© JUNGE FREIHEIT Verlag GmbH & Co.  www.jungefreiheit.de    13/01 23. März 2001

 
Ein Staat als Kunstwerk
Es führt kein Weg ins Deutschland von heute: Neuerscheinungen zum Preußen-Jahr
Karlheinz Weißmann

Als im August 1991 Friedrich der Große vor das Schloß Sanssouci umgebettet wurde und die bundesdeutschen Feuilletons die Frage beschäftigte, ob ein neuer "Tag von Potsdam" drohe, da kommentierte Eberhard Straub das Geschehen mit folgender Feststellung zur Bewertung Preußens in der Nachkriegszeit: "Die Restdeutschen mogelten sich aus der Geschichte und fühlten sich sehr wohl dabei, denn, emsig Preußen belastend ... wogen sie sich in der Überzeugung, daß ’das Ausland‘ doch mit ihnen zufrieden sein könne. (…) Es half Preußen wenig, daß die Hingerichteten nach dem 20. Juli weitgehend aus dessen alten freiherrlichen Familien stammten, daß Junker und Offiziere die Ehre Deutschlands gerettet haben. Die Hingerichteten waren peinlicherweise nicht auf der Höhe des Geschichtsbildes der demokratisch-liberalen Umerziehung. Sie strebten nach einem freiheitlichen Staat in Übereinstimmung mit dem freiheitlichen Herkommen preußischer und deutscher Überlieferung".
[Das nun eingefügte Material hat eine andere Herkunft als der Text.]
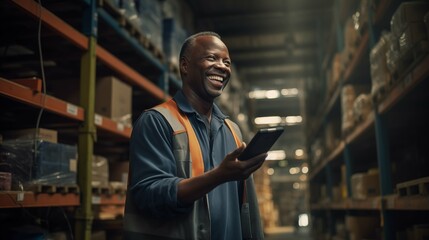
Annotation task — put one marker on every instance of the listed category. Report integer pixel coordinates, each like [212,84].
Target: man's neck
[200,105]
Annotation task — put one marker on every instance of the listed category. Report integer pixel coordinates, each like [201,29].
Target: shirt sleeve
[153,181]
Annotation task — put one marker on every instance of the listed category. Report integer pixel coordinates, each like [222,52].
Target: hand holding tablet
[262,142]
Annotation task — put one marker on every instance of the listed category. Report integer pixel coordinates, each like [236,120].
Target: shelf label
[71,109]
[96,199]
[98,120]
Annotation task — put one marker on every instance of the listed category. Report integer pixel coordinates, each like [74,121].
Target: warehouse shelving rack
[103,47]
[373,142]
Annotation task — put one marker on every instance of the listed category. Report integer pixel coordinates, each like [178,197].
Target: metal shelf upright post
[382,147]
[87,131]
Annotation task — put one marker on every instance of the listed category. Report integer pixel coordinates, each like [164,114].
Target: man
[192,187]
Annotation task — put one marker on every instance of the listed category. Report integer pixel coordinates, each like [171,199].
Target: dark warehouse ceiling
[273,44]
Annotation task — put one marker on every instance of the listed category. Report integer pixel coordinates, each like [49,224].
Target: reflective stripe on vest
[171,112]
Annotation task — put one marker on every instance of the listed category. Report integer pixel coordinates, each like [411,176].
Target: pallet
[409,60]
[380,93]
[102,190]
[114,11]
[414,187]
[51,188]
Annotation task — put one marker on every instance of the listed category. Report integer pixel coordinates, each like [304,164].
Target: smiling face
[205,68]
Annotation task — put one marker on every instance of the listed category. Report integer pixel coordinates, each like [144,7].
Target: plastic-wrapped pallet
[362,107]
[150,15]
[380,75]
[392,53]
[348,96]
[406,13]
[414,33]
[173,37]
[53,163]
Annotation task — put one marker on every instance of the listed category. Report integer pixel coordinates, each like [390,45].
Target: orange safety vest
[189,162]
[169,109]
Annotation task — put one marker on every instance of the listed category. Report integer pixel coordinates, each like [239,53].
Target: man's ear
[183,65]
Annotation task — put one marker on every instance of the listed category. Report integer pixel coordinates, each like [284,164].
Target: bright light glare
[304,170]
[303,220]
[271,94]
[290,92]
[295,186]
[274,93]
[270,171]
[299,152]
[293,119]
[294,170]
[276,155]
[268,120]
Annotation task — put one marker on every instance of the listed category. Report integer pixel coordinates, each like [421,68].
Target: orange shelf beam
[112,126]
[68,32]
[9,199]
[26,95]
[132,76]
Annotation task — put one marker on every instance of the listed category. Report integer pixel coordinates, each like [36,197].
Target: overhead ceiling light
[268,120]
[294,170]
[299,152]
[289,92]
[274,93]
[291,120]
[276,155]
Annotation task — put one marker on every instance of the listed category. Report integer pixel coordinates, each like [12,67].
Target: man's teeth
[217,78]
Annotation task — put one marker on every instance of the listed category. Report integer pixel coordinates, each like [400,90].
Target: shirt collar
[184,106]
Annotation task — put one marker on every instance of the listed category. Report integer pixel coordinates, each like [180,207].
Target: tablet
[262,142]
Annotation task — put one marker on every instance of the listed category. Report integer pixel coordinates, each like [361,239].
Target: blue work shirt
[153,182]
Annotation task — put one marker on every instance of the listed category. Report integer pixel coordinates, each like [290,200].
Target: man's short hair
[192,38]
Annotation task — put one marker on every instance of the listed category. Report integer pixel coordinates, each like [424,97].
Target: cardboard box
[34,83]
[113,99]
[365,185]
[407,12]
[119,172]
[44,134]
[362,227]
[100,171]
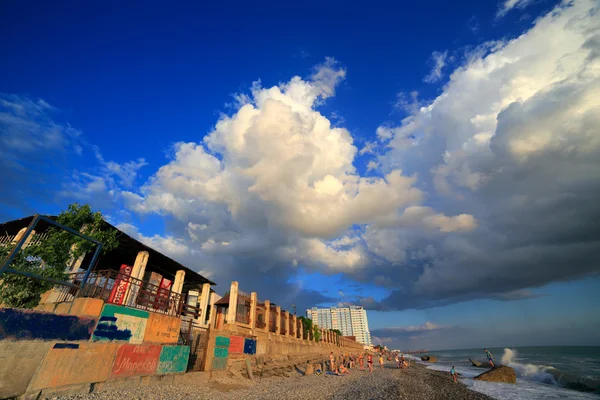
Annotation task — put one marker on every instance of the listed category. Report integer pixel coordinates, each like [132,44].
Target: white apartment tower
[351,321]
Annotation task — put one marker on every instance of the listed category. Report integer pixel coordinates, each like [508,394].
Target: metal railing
[116,288]
[242,313]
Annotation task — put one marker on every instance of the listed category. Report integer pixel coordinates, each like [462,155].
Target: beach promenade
[390,383]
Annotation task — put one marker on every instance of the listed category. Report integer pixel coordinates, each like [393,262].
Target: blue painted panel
[20,324]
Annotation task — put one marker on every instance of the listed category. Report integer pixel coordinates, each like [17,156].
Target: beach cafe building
[133,274]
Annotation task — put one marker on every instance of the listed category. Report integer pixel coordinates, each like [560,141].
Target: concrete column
[267,315]
[278,326]
[19,236]
[232,311]
[204,299]
[287,324]
[253,300]
[178,284]
[295,326]
[137,272]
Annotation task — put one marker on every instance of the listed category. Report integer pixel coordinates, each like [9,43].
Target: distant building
[351,321]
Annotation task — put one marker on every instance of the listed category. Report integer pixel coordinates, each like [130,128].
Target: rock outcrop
[498,374]
[478,364]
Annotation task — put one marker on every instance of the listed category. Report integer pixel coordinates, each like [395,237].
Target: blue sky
[434,162]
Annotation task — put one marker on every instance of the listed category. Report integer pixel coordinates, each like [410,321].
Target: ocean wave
[549,375]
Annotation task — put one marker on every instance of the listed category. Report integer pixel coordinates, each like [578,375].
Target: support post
[287,323]
[278,326]
[267,315]
[204,299]
[137,272]
[295,325]
[178,284]
[232,311]
[253,300]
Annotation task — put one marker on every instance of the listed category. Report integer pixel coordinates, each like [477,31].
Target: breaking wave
[549,375]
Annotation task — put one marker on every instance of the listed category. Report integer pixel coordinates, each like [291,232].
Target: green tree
[50,257]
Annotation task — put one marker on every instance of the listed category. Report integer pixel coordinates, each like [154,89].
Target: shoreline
[415,383]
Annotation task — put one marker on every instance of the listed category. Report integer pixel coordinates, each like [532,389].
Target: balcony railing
[116,288]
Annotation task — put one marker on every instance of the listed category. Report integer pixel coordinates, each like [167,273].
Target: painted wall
[133,360]
[121,323]
[74,363]
[21,324]
[173,359]
[162,329]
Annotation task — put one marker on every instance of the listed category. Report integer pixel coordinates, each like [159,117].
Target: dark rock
[478,364]
[498,374]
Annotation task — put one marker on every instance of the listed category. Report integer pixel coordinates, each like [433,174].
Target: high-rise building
[351,321]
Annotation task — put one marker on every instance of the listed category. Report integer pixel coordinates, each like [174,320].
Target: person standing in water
[454,375]
[489,356]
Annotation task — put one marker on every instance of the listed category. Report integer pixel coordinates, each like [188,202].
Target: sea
[555,372]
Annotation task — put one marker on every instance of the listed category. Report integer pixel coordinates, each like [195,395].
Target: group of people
[454,374]
[343,363]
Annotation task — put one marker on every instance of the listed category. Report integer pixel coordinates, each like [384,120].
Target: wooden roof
[125,253]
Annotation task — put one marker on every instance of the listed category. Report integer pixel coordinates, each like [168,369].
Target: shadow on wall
[20,324]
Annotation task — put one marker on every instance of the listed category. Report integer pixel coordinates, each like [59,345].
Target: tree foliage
[336,331]
[51,257]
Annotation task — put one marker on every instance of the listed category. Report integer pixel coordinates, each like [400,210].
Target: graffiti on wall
[250,346]
[134,360]
[19,324]
[121,323]
[236,344]
[173,359]
[162,329]
[221,352]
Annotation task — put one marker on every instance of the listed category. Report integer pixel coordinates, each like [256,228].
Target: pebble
[415,383]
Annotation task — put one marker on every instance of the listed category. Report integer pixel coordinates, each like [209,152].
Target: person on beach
[489,356]
[454,374]
[343,370]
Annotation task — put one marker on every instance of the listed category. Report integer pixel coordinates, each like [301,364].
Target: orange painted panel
[73,363]
[162,328]
[136,360]
[236,344]
[87,306]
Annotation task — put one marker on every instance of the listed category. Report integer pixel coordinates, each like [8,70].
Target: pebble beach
[415,383]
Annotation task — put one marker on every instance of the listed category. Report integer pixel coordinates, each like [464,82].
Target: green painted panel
[219,364]
[173,359]
[221,352]
[222,341]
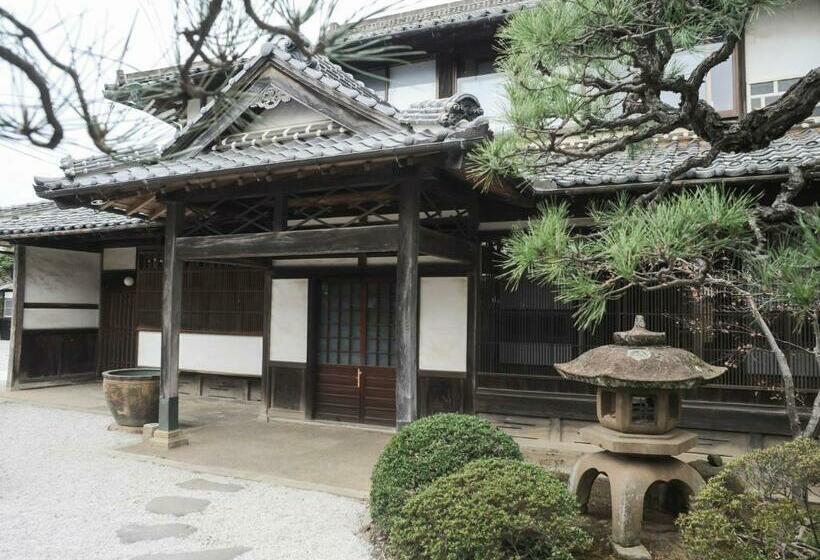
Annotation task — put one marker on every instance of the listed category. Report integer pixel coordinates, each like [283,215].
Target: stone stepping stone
[207,485]
[176,505]
[138,533]
[218,554]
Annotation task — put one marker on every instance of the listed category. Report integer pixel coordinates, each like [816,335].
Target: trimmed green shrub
[492,509]
[758,507]
[426,450]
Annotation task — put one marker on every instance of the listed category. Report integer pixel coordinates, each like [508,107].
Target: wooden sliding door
[356,377]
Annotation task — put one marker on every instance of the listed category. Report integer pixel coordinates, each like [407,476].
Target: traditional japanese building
[312,242]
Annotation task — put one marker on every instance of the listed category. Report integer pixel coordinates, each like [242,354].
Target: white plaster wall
[783,44]
[59,276]
[289,320]
[410,83]
[45,319]
[120,258]
[443,323]
[209,353]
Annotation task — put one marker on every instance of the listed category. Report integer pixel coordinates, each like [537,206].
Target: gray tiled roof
[800,147]
[46,218]
[442,16]
[282,52]
[307,147]
[146,163]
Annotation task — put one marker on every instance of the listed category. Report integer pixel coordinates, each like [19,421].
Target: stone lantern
[639,381]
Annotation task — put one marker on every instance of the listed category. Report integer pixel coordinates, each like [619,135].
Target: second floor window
[480,78]
[721,86]
[411,83]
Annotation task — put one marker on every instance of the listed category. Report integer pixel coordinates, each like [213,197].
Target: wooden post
[280,223]
[16,333]
[171,320]
[267,385]
[407,305]
[311,366]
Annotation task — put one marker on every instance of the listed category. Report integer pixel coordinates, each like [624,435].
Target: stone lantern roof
[640,358]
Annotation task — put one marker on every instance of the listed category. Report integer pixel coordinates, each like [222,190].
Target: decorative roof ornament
[445,113]
[270,98]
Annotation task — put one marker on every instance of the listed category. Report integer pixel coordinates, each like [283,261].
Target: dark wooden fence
[526,330]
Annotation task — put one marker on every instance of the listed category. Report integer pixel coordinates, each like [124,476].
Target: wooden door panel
[379,396]
[337,395]
[355,334]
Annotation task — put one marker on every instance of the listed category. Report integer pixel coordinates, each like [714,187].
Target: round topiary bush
[758,508]
[492,509]
[426,450]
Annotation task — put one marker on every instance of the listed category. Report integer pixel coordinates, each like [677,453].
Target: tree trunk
[783,365]
[813,427]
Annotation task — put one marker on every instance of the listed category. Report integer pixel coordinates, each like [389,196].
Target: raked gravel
[65,492]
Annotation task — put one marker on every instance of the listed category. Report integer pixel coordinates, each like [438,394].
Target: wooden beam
[171,320]
[437,244]
[16,337]
[315,183]
[407,305]
[300,243]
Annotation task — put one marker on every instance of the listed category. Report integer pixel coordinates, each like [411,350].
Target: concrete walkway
[227,438]
[65,493]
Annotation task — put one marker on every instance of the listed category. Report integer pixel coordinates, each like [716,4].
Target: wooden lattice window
[356,322]
[216,299]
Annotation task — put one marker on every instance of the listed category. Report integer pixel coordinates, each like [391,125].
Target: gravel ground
[65,492]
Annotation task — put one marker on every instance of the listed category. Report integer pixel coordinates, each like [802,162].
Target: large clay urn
[132,395]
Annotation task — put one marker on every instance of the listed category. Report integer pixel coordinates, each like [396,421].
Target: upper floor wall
[778,48]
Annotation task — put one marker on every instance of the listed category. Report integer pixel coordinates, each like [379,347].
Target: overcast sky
[103,25]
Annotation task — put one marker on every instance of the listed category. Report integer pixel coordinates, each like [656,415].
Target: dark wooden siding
[117,345]
[524,331]
[57,354]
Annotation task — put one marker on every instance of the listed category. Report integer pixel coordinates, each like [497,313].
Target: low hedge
[758,508]
[492,509]
[426,450]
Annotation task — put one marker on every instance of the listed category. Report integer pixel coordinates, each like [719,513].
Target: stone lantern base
[630,477]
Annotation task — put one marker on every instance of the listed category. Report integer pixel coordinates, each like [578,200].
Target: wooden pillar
[407,305]
[16,333]
[267,382]
[171,320]
[280,223]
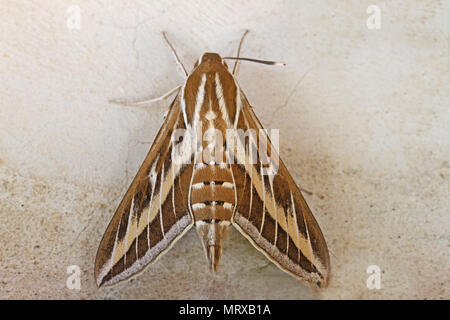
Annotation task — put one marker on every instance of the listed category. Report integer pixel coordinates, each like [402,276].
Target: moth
[178,186]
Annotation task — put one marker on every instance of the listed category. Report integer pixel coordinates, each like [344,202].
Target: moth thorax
[212,234]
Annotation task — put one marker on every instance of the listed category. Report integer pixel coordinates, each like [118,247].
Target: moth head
[209,57]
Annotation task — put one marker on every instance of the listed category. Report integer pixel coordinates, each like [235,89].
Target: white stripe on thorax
[220,98]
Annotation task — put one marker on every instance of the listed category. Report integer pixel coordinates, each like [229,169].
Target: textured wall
[364,119]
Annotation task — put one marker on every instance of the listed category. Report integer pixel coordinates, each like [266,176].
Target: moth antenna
[174,52]
[268,62]
[238,53]
[145,103]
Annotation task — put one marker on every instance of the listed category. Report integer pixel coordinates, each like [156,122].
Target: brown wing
[272,214]
[154,212]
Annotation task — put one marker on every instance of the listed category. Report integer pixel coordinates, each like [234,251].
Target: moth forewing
[180,185]
[152,215]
Von solchen Aperçus findet sich leider nur noch wenig in der "Kleinen Geschichte Preußens", die Straub im "Preußenjahr" 2001 vorlegt. Es handelt sich um eine zwar kurze – vor allem die "preußische Vorgeschichte" (Hans Joachim Schoeps) im Ordensstaat weitgehend vernachlässigende –, aber gediegene Darstellung der historischen Entwicklung von der Kurmark bis zum bismarckschen Preußen, das seinen "deutschen Beruf" ergriff.

Abschließend geht Straub auch noch auf Untergang und "Nachgeschichte" ein. Der Leser wird über alle wichtigen Stationen der Entwicklung zuverlässig unterrichtet, das alles ergänzt um Karten, Stamm- und Zeittafel. Anders als noch vor zehn Jahren glaubt Straub heute offenbar, daß selbst die Nachgeschichte Preußens beendet sei, gestorben mit Marlene Dietrich, nach eigenem Bekenntnis "the last Prussian": "Es führt kein Weg aus Preußen in das Deutschland von heute." Preußen sei so tot wie die Antike, und schlimmer noch: "Ein ’ewiges Preußen‘ hat es nie gegeben."

Wahrscheinlich würde Frank-Lothar Kroll an dieser Stelle widersprechen, denn er befaßt sich mit "preußischem Geist", und Geist sagt man Unsterblichkeit nach.

Unter dem Titel "Das geistige Preußen. Zur Ideengeschichte eines Staates" erschienen jetzt vierzehn Aufsätze, die verschiedene Facetten der preußischen Weltanschauung behandeln. Einen besonderen Schwerpunkt bildet dabei die Zeit Friedrich Wilhelms IV., denn Kroll gilt als einer der besten Kenner dieser Ära und der in ihr wirksamen politischen Romantik. Aber der Verfasser beweist auch auf anderen Gebieten, daß man ihn zu den Hoffnungen unter den jüngeren deutschen Historikern rechnen darf. Es seien hier nur zwei Beispiele herausgegriffen: eine Abhandlung über das Problem der Toleranz bei Friedrich dem Großen und eine weitere über Moltke als politischen Denker.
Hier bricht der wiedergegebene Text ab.